Those parity shards, are the magic sauce that lets you recover any combination of corrupted or missing shard(s).
It just amazes me that this works! It feels like some sort of magic, but it’s actually grounded in some clever mathematics, that I won’t attempt to explain or provide a strained analogy for, other people have done it better.
It’s not limitless though, the amount of parity shards dictates the maximum number of failed shards you can recover. So you’d base this on expected level of failure.
You could say you want one parity shard for each data shard, the downside to that approach is the storage required would be double, as well as increasing the computation time needed to recover from failure. Probably overkill for not much gain.
According to this post, Backblaze uses a parity of 3 for their Vault product, which from the sounds of it is the sweet spot between balancing the risk of failure vs. processing speed.
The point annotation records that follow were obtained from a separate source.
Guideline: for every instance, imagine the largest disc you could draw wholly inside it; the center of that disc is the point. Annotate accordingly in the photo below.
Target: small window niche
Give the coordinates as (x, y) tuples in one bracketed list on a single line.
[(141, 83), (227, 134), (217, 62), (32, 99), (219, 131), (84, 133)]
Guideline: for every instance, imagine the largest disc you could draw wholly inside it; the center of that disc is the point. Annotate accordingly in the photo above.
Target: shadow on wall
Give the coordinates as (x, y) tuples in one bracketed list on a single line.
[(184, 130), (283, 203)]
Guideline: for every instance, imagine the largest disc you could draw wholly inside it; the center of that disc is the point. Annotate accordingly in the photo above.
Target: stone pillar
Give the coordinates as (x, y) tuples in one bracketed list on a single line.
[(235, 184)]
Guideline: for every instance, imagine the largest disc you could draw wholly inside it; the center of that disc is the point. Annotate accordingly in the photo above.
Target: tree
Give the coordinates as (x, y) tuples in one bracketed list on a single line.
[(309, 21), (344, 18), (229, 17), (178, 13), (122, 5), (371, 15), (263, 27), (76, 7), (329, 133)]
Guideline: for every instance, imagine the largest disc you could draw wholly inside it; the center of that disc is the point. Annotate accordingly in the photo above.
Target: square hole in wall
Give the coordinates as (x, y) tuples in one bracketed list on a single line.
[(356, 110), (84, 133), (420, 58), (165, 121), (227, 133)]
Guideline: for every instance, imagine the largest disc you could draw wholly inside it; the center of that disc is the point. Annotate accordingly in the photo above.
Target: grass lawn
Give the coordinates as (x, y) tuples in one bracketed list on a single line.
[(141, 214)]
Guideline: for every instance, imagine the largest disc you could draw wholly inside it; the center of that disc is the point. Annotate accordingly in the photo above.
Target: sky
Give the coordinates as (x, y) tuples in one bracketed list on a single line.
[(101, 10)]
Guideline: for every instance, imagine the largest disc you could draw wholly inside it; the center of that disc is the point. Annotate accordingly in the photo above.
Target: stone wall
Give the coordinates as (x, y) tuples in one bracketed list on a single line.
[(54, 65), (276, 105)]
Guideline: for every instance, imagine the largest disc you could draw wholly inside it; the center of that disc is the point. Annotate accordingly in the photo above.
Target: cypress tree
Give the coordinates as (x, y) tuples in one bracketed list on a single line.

A Vault splits data into 17 shards, and has to calculate 3 parity shards from that, so that’s the configuration we use for performance measurements. Running in a single thread on Storage Pod hardware, our library can process incoming data at 149 megabytes per second.
Yeah, seen it all before
This might be common knowledge to a lot of people but I found it an interesting detour down the Wikipedia rabbit hole. I’m not sure if I’ll ever find myself implementing something that uses this, but it’s nice to have it in the toolbox.